The reigning US Open champion fell at his rented home Wednesday afternoon, about 23 hours before his scheduled start in the final group at the year's first major golf championship, according to his agent.
Johnson, an oddsmakers favorite to claim the champion's green jacket after winning his past three starts, was expected to visit the PGA Tour's medical trailer Thursday morning for possible X-rays or an MRI exam.
While the 32-year-old American was icing the injury and hopeful of being able to play, Johnson's setback could remove a major threat from the list of contenders among the field of 94.
Four-time major champion Rory McIlroy, the world number two from Northern Ireland, hopes to complete a career grand slam with a victory while third-ranked Jason Day is trying to overcome a light practice schedule after taking time off to be with his mother as she underwent lung cancer surgery.
Five-time major winner Phil Mickelson would become the oldest Masters champion just two months shy of his 47th birthday while 2015 Masters and US Open winner Jordan Spieth tries to bounce back after a Sunday back-nine meltdown cost him last year's crown.
Players will tee off onto a rain-soaked course from overnight thunderstorms in cold and windy conditions with gusts above 20 mph (32 kph) playing havoc with the world's greatest shotmakers for the first two days of the 72-hole showdown.

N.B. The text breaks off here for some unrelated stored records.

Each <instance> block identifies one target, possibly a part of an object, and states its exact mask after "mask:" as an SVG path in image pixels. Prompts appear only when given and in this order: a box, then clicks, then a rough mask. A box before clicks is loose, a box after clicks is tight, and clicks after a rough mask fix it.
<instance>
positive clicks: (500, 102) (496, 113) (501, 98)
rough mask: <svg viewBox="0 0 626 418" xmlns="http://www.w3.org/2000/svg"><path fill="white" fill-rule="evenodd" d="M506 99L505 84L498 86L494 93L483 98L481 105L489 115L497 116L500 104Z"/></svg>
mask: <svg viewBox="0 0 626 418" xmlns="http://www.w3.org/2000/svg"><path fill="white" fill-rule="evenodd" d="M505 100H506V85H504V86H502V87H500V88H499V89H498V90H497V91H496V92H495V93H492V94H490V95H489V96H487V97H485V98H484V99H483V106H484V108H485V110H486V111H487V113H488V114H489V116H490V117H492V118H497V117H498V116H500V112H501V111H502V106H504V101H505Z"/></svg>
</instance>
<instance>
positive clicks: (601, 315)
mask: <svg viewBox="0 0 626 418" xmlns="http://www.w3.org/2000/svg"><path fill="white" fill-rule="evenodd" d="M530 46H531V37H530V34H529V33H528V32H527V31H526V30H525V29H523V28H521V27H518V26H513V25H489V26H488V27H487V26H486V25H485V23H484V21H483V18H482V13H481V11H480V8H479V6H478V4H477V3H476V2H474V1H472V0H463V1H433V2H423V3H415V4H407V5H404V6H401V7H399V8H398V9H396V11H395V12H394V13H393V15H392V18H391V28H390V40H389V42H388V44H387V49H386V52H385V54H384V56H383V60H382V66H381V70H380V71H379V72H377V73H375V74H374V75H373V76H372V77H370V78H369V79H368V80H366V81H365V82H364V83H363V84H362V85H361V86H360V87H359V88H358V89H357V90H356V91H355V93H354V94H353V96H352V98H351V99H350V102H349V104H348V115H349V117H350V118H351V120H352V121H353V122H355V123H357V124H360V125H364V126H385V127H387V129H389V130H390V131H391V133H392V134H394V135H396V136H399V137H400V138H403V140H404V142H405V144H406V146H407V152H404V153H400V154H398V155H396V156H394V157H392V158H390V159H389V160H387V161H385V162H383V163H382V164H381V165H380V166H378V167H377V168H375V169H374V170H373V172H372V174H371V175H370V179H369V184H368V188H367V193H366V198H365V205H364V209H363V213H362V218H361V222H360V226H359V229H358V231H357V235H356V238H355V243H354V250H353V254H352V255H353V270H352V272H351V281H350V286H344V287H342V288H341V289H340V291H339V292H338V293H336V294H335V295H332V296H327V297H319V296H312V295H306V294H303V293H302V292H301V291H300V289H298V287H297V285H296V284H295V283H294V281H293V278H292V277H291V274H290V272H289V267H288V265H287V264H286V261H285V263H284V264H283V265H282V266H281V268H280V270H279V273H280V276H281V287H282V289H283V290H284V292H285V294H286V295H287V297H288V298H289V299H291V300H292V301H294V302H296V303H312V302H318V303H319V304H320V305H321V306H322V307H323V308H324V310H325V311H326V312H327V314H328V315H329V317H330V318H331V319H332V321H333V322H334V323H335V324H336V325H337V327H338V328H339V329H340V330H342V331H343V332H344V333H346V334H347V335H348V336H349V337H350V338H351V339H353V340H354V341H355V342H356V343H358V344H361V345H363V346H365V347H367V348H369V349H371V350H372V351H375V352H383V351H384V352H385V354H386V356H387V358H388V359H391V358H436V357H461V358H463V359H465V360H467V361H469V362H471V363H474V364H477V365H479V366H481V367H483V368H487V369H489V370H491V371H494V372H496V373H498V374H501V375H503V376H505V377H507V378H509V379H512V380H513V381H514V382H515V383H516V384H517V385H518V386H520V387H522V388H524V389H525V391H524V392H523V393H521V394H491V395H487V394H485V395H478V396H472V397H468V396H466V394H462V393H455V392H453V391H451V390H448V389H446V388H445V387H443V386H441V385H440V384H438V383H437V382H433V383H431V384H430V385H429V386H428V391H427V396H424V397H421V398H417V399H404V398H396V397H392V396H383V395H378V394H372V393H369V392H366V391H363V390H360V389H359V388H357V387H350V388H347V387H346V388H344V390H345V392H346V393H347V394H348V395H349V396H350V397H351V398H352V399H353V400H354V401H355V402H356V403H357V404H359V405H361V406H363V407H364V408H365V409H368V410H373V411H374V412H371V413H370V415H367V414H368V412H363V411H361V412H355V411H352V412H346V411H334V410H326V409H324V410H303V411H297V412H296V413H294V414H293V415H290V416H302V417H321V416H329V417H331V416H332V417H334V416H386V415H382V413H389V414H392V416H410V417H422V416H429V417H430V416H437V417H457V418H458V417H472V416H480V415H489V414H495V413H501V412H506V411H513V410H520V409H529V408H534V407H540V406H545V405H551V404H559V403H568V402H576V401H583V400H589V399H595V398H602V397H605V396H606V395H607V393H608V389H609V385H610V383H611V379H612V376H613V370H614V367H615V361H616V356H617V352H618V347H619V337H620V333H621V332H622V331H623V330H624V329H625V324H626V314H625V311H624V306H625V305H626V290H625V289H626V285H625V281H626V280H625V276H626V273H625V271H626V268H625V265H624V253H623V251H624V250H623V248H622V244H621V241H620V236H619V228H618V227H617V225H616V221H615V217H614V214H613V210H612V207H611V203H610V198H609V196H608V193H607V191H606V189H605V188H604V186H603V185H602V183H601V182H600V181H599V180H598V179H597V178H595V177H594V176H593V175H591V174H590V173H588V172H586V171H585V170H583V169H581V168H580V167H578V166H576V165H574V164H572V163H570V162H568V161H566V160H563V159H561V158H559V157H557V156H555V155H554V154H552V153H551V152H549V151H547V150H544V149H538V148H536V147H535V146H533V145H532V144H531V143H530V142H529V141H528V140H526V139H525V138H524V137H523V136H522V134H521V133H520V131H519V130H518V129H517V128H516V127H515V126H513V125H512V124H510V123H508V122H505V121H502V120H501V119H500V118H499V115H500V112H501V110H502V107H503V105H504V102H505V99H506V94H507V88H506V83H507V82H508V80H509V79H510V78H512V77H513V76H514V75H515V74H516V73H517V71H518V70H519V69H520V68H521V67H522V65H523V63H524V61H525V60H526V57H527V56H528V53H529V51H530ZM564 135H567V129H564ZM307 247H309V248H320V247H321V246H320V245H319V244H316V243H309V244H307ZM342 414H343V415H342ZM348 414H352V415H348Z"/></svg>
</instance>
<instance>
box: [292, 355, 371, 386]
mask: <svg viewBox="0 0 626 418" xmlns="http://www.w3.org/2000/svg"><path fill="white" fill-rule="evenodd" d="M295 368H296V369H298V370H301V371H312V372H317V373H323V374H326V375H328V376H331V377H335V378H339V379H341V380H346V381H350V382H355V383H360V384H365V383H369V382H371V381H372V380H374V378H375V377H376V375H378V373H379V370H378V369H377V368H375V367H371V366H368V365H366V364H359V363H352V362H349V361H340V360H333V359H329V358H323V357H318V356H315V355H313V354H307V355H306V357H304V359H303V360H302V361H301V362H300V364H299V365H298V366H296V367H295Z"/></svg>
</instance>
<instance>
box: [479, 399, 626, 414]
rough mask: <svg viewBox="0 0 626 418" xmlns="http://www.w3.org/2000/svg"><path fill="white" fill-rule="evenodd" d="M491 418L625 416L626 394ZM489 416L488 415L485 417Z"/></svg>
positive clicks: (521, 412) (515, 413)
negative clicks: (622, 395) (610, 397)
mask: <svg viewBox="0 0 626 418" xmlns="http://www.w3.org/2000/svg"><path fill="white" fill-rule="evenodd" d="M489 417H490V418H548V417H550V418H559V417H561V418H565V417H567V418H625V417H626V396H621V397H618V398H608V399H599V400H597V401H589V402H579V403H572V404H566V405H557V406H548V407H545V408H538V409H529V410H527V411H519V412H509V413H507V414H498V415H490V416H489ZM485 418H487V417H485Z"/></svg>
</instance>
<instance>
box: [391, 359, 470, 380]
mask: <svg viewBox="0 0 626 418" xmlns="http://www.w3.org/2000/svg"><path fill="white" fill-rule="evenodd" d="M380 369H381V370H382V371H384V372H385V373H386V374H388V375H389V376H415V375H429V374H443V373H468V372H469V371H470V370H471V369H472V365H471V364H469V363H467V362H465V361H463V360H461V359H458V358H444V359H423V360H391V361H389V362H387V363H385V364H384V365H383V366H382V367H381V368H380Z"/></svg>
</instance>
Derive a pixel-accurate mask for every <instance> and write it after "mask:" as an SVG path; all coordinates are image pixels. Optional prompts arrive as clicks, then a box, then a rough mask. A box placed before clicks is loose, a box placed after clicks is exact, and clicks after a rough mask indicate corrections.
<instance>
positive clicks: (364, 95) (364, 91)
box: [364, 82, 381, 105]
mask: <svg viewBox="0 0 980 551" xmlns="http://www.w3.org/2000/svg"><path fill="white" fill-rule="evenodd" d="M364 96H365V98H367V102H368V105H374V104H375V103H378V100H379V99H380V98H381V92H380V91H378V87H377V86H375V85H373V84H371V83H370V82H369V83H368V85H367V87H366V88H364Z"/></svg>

"It's going to be pretty tough – 20-30 mph winds is not what we're used to around here," Day said. "And it's going to be cold, so the ball is not going to be flying very far. Typically, I kind of like those tough conditions. I'm a grinder in that sense. I need to respect it more and not really be too aggressive."
Spieth says it will take time to sort out strategy.

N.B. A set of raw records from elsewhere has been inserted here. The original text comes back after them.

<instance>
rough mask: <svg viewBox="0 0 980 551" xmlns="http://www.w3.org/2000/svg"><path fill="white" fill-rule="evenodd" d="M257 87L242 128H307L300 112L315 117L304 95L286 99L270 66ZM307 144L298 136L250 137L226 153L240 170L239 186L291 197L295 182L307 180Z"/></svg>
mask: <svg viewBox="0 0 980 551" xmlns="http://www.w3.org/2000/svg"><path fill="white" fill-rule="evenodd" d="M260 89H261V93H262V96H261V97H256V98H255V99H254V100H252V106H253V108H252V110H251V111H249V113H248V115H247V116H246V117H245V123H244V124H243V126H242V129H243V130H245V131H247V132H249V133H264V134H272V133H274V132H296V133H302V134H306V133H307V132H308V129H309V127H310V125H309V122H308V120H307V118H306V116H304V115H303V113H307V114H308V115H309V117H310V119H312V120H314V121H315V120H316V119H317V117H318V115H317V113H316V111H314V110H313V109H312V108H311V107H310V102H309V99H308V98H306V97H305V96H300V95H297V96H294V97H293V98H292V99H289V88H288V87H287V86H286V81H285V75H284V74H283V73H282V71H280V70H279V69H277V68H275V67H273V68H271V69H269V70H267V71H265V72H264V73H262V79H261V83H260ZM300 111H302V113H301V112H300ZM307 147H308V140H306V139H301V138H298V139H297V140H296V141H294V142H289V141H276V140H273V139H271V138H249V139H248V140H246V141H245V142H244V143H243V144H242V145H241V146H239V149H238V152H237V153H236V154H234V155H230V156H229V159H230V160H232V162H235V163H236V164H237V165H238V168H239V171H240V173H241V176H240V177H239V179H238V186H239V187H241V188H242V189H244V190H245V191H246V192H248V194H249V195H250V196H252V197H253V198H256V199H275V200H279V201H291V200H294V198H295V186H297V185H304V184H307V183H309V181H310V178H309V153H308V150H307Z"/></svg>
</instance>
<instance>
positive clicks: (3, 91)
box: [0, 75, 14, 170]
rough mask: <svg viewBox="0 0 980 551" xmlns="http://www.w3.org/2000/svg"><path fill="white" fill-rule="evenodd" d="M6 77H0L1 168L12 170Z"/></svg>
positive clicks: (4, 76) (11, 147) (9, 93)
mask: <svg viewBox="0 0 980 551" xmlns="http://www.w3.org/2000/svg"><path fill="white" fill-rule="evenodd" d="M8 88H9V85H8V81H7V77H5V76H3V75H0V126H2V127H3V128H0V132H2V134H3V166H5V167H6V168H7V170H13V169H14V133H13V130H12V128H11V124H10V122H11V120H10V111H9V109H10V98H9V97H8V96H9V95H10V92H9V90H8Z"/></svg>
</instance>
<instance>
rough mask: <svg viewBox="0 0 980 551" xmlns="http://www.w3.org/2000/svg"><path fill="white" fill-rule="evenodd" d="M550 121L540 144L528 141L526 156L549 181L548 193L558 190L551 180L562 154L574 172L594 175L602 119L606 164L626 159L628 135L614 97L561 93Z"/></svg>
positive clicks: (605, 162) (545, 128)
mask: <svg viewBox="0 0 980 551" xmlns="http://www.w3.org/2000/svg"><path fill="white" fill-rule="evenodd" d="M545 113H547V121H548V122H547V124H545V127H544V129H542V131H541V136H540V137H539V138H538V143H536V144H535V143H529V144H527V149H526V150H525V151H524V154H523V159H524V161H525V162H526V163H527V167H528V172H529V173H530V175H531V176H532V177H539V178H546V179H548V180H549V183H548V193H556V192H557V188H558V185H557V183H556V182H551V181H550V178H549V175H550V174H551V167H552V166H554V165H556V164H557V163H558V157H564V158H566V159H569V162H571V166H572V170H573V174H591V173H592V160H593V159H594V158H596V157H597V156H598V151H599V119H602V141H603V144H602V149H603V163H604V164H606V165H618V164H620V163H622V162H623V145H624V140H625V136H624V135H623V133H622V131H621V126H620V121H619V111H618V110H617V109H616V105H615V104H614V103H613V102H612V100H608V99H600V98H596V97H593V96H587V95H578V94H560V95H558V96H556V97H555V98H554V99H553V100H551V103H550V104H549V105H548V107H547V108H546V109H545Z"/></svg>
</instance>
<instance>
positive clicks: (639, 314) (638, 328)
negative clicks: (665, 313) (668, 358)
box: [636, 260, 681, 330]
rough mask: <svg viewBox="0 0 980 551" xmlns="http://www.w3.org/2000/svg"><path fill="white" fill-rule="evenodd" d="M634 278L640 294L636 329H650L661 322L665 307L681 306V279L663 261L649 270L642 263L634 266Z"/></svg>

"It's going to take a good five six holes, I think, before we really understand what this golf course is going to give us," he said.
Winds also could cause chaos on the lightning-fast and undulating Masters greens, pushing putts off-line.
"You don't want to have 5-footers from above the hole when the wind is blowing," Spieth said. "They become a less than 50-50 chance from five feet with the wind blowing. Because of the speed of the greens and the amount of slope there is, the wind affects the ball that much more."
Some relish difficult conditions.
"The weather is going to come in and that's going to magnify the misses for a lot of players," Mickelson said.
"If you're in the right spot, you can take advantage of your short game and salvage a lot of pars, and I hope to rely on that knowledge and skill to keep myself in it heading into the weekend.
"And if you put it in the wrong spot, you'll end up making bogeys and doubles."
McIlroy is ready to contend with a windy Augusta National.
"It has been quite blustery here the last few years. We've experienced those conditions and hopefully I know how to handle them by now," McIlroy said.
"It's a course that can tempt you into doing a little bit too much. It's just a matter of being smart, taking your medicine when you have to and moving on."
Golf icons Jack Nicklaus and Gary Player will make their ceremonial opening tee shots for the first time without the company of fellow legend Arnold Palmer, a four-time Masters champion who died last September at age 87.
"Tomorrow will no doubt be an emotional goodbye, but at the same time, an even more powerful thank you to the man we dearly love," Augusta National chairman Billy Payne said.
Every spectator Thursday will be presented with a commemorative "Arnie's Army" badge.